13 Big Data Vendors To Watch In 2013
December 11, 2012 09:06 AM From Amazon to Splunk, here's a look at the big data innovators that are now pushing Hadoop, NoSQL and big data analytics to the next level.
DataStax Plays Cassandra Three Ways
Apache Cassandra is an open-source, column-group style NoSQL database that was developed by Facebook and inspired by Amazon's Dynamo database. DataStax is a software and commercial support provider that can implement Cassandra as a stand-alone database, in conjunction with Hadoop (on the same infrastructure) or with Solr, which offers full-text-search capabilities from Apache Lucene.
The combination of Cassandra and Hadoop on the same cluster is attractive. There are some performance tradeoffs in the bargain, but Cassandra as implemented by DataStax offers a few scalable and cost-effective options. A big appeal with this NoSQL database is CQL (Cassandra Query Language) and the JDBC driver for CQL, which provide SQL-like querying and ODBC-like data access, respectively. Implemented in combination with Hadoop, you can also use MapReduce, Hive, Pig and Sqoop.

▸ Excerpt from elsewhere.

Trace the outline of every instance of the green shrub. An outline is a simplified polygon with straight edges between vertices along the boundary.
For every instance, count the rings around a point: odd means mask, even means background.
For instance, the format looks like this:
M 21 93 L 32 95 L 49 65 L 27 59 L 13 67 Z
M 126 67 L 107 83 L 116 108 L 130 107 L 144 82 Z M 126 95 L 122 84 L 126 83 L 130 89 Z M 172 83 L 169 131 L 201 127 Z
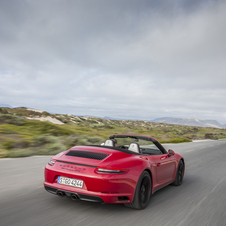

Use of Solr is separate from Hadoop, but capabilities include full-text search, hit highlighting, faceted search, and geospatial search.
The two biggest threats to Cassandra, and thus to DataStax, are HBase (now used by Facebook) and DynamoDB, Amazon's cloud-based service based on Dynamo. The bigger threat appears to be HBase, as the entire Hadoop community is working on maturing that Hadoop component into a stable, high-performance, easy-to-manage NoSQL database that's available as part of the same platform. Success will likely take some of the wind out of Cassandra's sails (and out of DataStax's sales). For now, HBase is still perceived as green while DataStax customers like Constant Contact, Morningstar and NetFlix attest to stability, scalability and performance on Cassandra today.